L’achat de seconde main est devenu un vrai choix de consommation. Dans un sondage IPSOS réalisé cet automne, 47% des Français se disent prêts à offrir des cadeaux d’occasions pour Noël, contre 18 % l’an dernier. Grande distribution, entreprises textiles, jeunes pousses de l’entreprenariat, le positionnement stratégique sur ce nouveau marché grandit un peu plus chaque année, loin d’une démarche de consommation responsable et solidaire, incarnée par Emmaüs depuis plus de 70 ans.
En proposant de développer une activité économique basée sur la récupération et le réemploi d’objets – autrement dit sur l’économie circulaire – l’abbé Pierre s’est inscrit comme un pionnier de la seconde main, devenue si tendance ces dernières années. Constitutive de l’ADN Emmaüs, elle a été pensée pour être au service d’un projet social et solidaire, et d’accueil inconditionnel de personnes en situation d’exclusion.
Aujourd’hui, le mouvement compte 480 boutiques implantées dans toute la France ainsi que Label Emmaüs, sa propre plateforme de vente en ligne. Ce réseau permet d’accueillir plus de 7 000 compagnes et compagnons, qui retrouvent ainsi un toit et une activité, mais aussi de financer de nombreux emplois en insertion. En 2019 – dernière année d’activité pleine avant la crise sanitaire, Emmaüs a collecté plus de 300 000 tonnes d’objets, devenant le premier acteur du réemploi en France.

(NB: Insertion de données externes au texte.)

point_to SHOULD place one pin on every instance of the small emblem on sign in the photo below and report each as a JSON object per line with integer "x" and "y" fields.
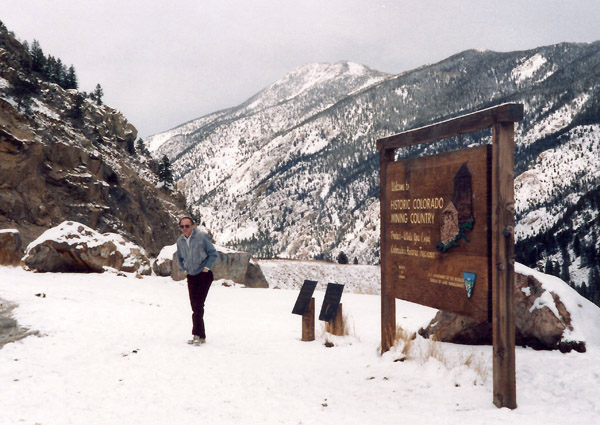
{"x": 469, "y": 279}
{"x": 457, "y": 216}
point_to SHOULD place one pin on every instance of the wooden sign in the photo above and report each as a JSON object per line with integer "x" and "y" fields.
{"x": 333, "y": 295}
{"x": 437, "y": 239}
{"x": 304, "y": 297}
{"x": 447, "y": 231}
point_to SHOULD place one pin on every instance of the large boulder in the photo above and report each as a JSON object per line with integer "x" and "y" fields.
{"x": 74, "y": 247}
{"x": 549, "y": 315}
{"x": 11, "y": 247}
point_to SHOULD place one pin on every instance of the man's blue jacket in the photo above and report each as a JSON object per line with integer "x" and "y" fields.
{"x": 199, "y": 254}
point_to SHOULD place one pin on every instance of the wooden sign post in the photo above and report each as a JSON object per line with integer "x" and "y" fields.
{"x": 447, "y": 231}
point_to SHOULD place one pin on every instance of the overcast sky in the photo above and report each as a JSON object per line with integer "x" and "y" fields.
{"x": 163, "y": 63}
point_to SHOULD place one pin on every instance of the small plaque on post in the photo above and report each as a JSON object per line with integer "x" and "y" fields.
{"x": 333, "y": 295}
{"x": 304, "y": 297}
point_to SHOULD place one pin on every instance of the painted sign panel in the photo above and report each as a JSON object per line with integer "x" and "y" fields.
{"x": 331, "y": 302}
{"x": 304, "y": 297}
{"x": 437, "y": 242}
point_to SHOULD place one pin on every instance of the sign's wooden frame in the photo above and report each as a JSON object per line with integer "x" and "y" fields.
{"x": 501, "y": 119}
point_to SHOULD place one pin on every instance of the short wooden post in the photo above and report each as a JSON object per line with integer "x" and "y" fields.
{"x": 503, "y": 276}
{"x": 308, "y": 322}
{"x": 336, "y": 327}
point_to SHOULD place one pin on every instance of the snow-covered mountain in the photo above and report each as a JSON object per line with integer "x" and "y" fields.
{"x": 294, "y": 171}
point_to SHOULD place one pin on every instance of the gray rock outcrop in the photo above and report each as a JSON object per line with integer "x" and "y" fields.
{"x": 541, "y": 321}
{"x": 74, "y": 247}
{"x": 68, "y": 158}
{"x": 11, "y": 247}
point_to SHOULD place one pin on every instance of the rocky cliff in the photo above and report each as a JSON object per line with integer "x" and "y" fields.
{"x": 65, "y": 157}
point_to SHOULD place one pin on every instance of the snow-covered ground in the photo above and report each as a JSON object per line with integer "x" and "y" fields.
{"x": 112, "y": 350}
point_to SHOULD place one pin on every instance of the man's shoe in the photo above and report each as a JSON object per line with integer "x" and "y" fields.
{"x": 196, "y": 340}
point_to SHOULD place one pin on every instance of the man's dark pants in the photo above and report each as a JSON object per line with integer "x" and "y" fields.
{"x": 198, "y": 286}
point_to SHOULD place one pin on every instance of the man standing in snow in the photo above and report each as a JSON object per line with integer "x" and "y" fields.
{"x": 196, "y": 255}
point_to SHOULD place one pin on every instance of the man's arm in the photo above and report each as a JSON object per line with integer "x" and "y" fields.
{"x": 211, "y": 253}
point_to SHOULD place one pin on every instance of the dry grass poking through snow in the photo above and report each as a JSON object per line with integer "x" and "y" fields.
{"x": 408, "y": 347}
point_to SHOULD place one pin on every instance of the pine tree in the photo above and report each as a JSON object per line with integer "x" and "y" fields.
{"x": 549, "y": 268}
{"x": 141, "y": 148}
{"x": 165, "y": 175}
{"x": 97, "y": 94}
{"x": 71, "y": 82}
{"x": 342, "y": 258}
{"x": 38, "y": 59}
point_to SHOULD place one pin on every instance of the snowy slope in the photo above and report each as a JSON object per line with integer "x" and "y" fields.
{"x": 293, "y": 172}
{"x": 112, "y": 351}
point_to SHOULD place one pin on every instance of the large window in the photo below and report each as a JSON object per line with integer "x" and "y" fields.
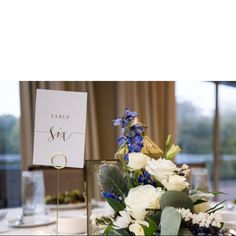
{"x": 9, "y": 144}
{"x": 197, "y": 134}
{"x": 227, "y": 111}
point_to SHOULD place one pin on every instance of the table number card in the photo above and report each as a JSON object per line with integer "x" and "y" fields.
{"x": 60, "y": 120}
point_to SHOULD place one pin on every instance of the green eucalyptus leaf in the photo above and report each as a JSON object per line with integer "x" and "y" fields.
{"x": 170, "y": 221}
{"x": 152, "y": 227}
{"x": 176, "y": 199}
{"x": 155, "y": 216}
{"x": 111, "y": 179}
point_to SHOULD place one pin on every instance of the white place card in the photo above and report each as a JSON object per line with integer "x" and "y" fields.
{"x": 60, "y": 120}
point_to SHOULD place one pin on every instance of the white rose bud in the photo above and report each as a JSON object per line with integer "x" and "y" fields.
{"x": 137, "y": 161}
{"x": 141, "y": 198}
{"x": 173, "y": 151}
{"x": 136, "y": 228}
{"x": 123, "y": 220}
{"x": 161, "y": 168}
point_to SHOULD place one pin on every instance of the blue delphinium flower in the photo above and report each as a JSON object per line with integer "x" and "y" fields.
{"x": 136, "y": 129}
{"x": 135, "y": 144}
{"x": 132, "y": 134}
{"x": 122, "y": 140}
{"x": 130, "y": 115}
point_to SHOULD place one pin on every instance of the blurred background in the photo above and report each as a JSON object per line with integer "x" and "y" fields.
{"x": 200, "y": 115}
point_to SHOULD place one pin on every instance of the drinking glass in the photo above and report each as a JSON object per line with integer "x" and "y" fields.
{"x": 200, "y": 179}
{"x": 33, "y": 193}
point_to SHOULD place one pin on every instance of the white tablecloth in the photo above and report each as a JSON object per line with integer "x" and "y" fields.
{"x": 41, "y": 230}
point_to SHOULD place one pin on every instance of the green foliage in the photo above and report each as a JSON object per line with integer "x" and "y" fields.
{"x": 170, "y": 221}
{"x": 111, "y": 179}
{"x": 115, "y": 205}
{"x": 152, "y": 227}
{"x": 176, "y": 199}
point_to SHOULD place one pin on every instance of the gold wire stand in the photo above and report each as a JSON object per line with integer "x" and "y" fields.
{"x": 58, "y": 167}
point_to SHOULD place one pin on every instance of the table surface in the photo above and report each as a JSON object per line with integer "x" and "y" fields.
{"x": 39, "y": 230}
{"x": 51, "y": 229}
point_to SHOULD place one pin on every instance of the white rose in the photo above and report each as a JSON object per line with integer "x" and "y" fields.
{"x": 161, "y": 168}
{"x": 136, "y": 228}
{"x": 123, "y": 220}
{"x": 175, "y": 182}
{"x": 137, "y": 161}
{"x": 141, "y": 198}
{"x": 202, "y": 207}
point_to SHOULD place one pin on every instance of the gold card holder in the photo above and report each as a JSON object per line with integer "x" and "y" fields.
{"x": 58, "y": 165}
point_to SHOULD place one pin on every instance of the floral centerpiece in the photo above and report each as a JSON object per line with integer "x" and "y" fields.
{"x": 150, "y": 195}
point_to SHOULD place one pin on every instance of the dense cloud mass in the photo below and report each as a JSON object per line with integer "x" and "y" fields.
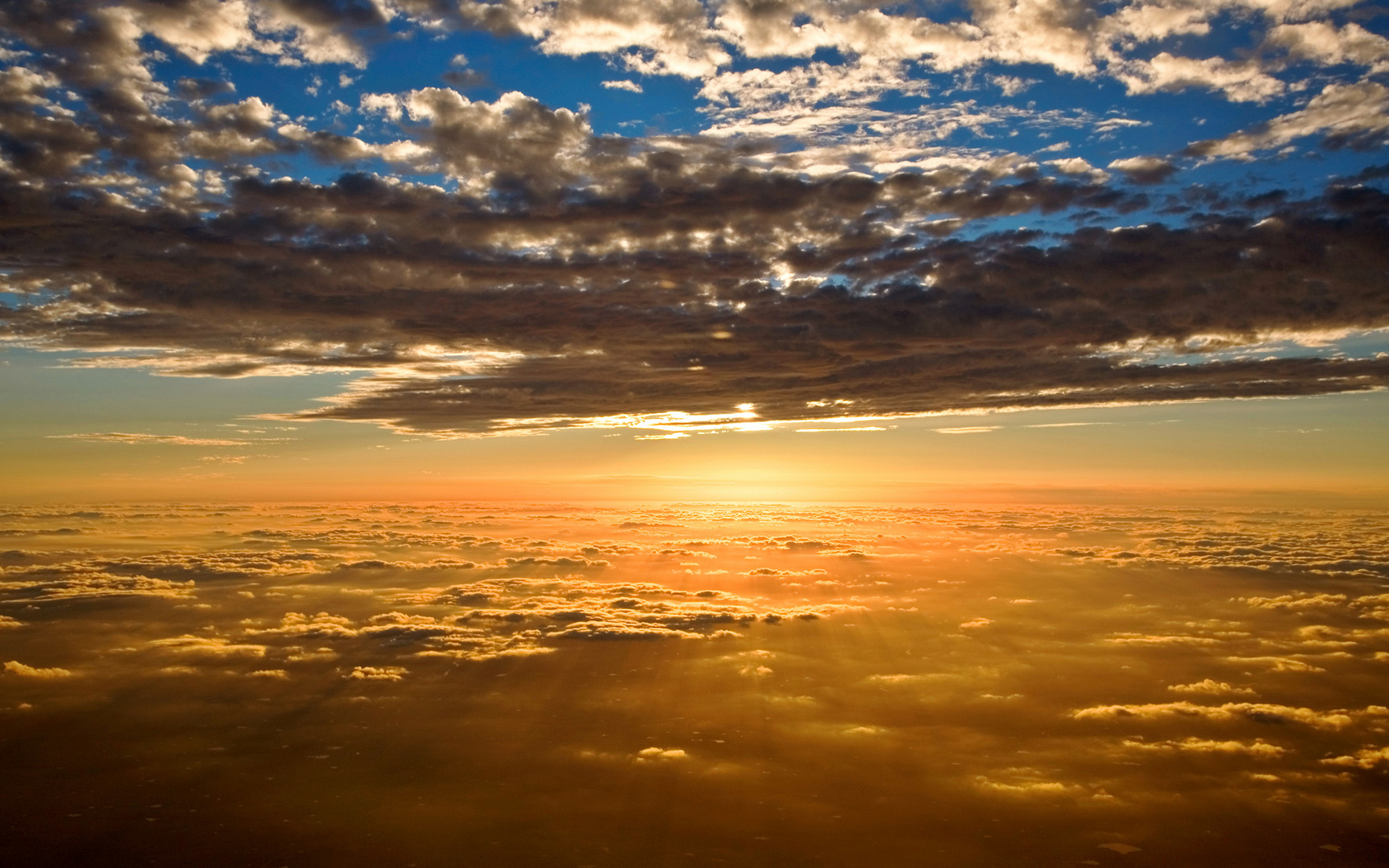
{"x": 495, "y": 265}
{"x": 1068, "y": 685}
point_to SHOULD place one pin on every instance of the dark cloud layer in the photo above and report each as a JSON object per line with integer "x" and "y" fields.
{"x": 420, "y": 284}
{"x": 563, "y": 278}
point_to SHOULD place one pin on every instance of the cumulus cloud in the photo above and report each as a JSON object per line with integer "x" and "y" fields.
{"x": 14, "y": 667}
{"x": 1346, "y": 116}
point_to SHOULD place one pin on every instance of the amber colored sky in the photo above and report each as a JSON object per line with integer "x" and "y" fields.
{"x": 420, "y": 249}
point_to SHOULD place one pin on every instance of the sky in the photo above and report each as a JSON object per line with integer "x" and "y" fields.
{"x": 694, "y": 434}
{"x": 738, "y": 685}
{"x": 681, "y": 250}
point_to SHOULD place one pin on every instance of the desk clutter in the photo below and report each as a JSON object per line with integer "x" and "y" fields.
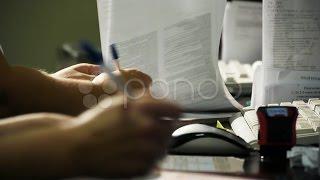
{"x": 308, "y": 122}
{"x": 237, "y": 76}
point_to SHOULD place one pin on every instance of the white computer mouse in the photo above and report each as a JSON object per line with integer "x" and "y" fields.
{"x": 199, "y": 139}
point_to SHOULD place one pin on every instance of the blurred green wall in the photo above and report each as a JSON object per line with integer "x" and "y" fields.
{"x": 32, "y": 30}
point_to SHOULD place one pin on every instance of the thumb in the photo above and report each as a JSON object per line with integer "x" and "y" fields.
{"x": 90, "y": 69}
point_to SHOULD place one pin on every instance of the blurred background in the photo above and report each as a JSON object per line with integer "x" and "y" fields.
{"x": 36, "y": 33}
{"x": 33, "y": 31}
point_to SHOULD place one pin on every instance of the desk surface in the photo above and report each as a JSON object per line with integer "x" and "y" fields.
{"x": 205, "y": 167}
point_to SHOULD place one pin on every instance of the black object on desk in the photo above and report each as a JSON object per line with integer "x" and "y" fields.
{"x": 277, "y": 133}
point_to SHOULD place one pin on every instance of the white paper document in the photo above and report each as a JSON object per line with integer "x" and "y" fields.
{"x": 175, "y": 42}
{"x": 202, "y": 164}
{"x": 242, "y": 32}
{"x": 291, "y": 50}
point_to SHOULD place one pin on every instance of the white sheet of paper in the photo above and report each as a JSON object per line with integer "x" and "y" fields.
{"x": 291, "y": 31}
{"x": 175, "y": 42}
{"x": 242, "y": 32}
{"x": 202, "y": 164}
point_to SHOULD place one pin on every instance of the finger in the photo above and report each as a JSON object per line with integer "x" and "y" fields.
{"x": 135, "y": 74}
{"x": 156, "y": 108}
{"x": 90, "y": 69}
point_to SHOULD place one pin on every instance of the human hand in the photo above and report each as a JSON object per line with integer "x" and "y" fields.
{"x": 117, "y": 143}
{"x": 136, "y": 80}
{"x": 81, "y": 71}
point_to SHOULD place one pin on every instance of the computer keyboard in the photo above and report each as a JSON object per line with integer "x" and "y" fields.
{"x": 238, "y": 77}
{"x": 308, "y": 121}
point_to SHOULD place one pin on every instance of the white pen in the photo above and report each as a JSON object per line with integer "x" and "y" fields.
{"x": 120, "y": 82}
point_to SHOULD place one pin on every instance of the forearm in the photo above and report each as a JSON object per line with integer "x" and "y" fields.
{"x": 30, "y": 122}
{"x": 38, "y": 154}
{"x": 29, "y": 90}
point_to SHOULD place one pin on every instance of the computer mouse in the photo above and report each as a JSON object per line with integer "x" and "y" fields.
{"x": 199, "y": 139}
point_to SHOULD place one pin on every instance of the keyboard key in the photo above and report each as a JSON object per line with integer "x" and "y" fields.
{"x": 299, "y": 103}
{"x": 251, "y": 118}
{"x": 306, "y": 112}
{"x": 315, "y": 122}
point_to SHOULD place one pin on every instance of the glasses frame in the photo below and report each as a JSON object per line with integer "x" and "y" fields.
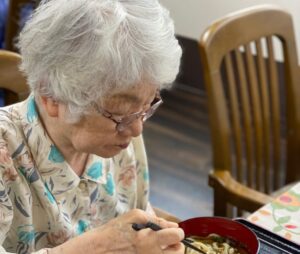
{"x": 123, "y": 122}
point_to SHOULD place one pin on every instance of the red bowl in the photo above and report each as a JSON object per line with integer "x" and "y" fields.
{"x": 203, "y": 226}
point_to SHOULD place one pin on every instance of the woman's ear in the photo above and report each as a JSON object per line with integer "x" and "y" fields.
{"x": 50, "y": 106}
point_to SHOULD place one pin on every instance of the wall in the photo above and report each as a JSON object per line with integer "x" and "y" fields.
{"x": 193, "y": 16}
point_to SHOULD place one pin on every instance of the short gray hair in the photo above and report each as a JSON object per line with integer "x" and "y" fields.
{"x": 77, "y": 51}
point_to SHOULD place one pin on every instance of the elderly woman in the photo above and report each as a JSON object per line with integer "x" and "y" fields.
{"x": 74, "y": 175}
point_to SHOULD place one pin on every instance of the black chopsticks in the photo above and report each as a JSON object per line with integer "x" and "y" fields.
{"x": 156, "y": 227}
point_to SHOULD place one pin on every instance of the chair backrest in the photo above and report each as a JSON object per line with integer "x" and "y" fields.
{"x": 16, "y": 12}
{"x": 254, "y": 98}
{"x": 11, "y": 79}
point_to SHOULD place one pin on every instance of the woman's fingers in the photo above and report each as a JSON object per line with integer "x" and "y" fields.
{"x": 178, "y": 248}
{"x": 165, "y": 240}
{"x": 169, "y": 236}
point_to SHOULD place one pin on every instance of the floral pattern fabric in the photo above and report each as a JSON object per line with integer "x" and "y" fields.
{"x": 282, "y": 216}
{"x": 43, "y": 202}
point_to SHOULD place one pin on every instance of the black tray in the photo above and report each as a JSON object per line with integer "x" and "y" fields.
{"x": 271, "y": 243}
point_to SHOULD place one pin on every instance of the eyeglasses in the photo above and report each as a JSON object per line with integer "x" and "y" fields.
{"x": 123, "y": 122}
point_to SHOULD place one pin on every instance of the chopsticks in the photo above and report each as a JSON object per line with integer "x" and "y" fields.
{"x": 155, "y": 227}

« L’économie circulaire » : alibi de nouveau venus sur le marché de la seconde main
L’intérêt croissant des Français pour la seconde main pourrait donc s’interpréter comme un signal positif pour les acteurs de l’économie sociale et solidaire. Mais c’est sans compter sur l’appétit aiguisé de nombreux acteurs de l’économie traditionnelle.
Après l’essor des plateformes de vente en ligne entre particuliers depuis une quinzaine d’années, la grande distribution se met elle aussi à la seconde main. Dans cette nouvelle dynamique, certaines enseignes ont même développé un système de bons d’achats permettant aux consommateurs d’échanger leurs produits usagers contre des produits neufs, complètement à rebours des principes de l’économie circulaire et des enjeux environnementaux pourtant d’actualité, qui nous invitent plutôt à revoir à la baisse notre modèle de consommation de produits neufs.
Vers une fragilisation de la seconde main solidaire ?
Ces pratiques des grands acteurs de l’économie marchande qui confinent avec le greenwashing ne sont pas les seules à poser question. Dans la plupart des groupes Emmaüs, la vente d’objet de seconde main qui ont été donnés, triés et remis en vente, constitue l’une des principales ressources financières. C’est cette activité qui contribue donc essentiellement à mettre en œuvre le projet social depuis plus de 70 ans.
Mais en quelques années, les objets de seconde main se sont transformés en nouveaux produits susceptibles de générer du profit, et ont été partiellement détournés du circuit traditionnel. Au sein du mouvement Emmaüs, on en constate amèrement les effets avec une baisse significative de la qualité des dons, nécessitant de vendre des volumes plus importants pour maintenir l’activité économique et donc, in fine, pour financer son projet social.
En cette période de consommation souvent intensive, le moment semble pertinent pour rappeler que faire vivre la seconde main en donnant à des structures Emmaüs, c’est faire un geste pour la planète, et aussi pour une société plus solidaire.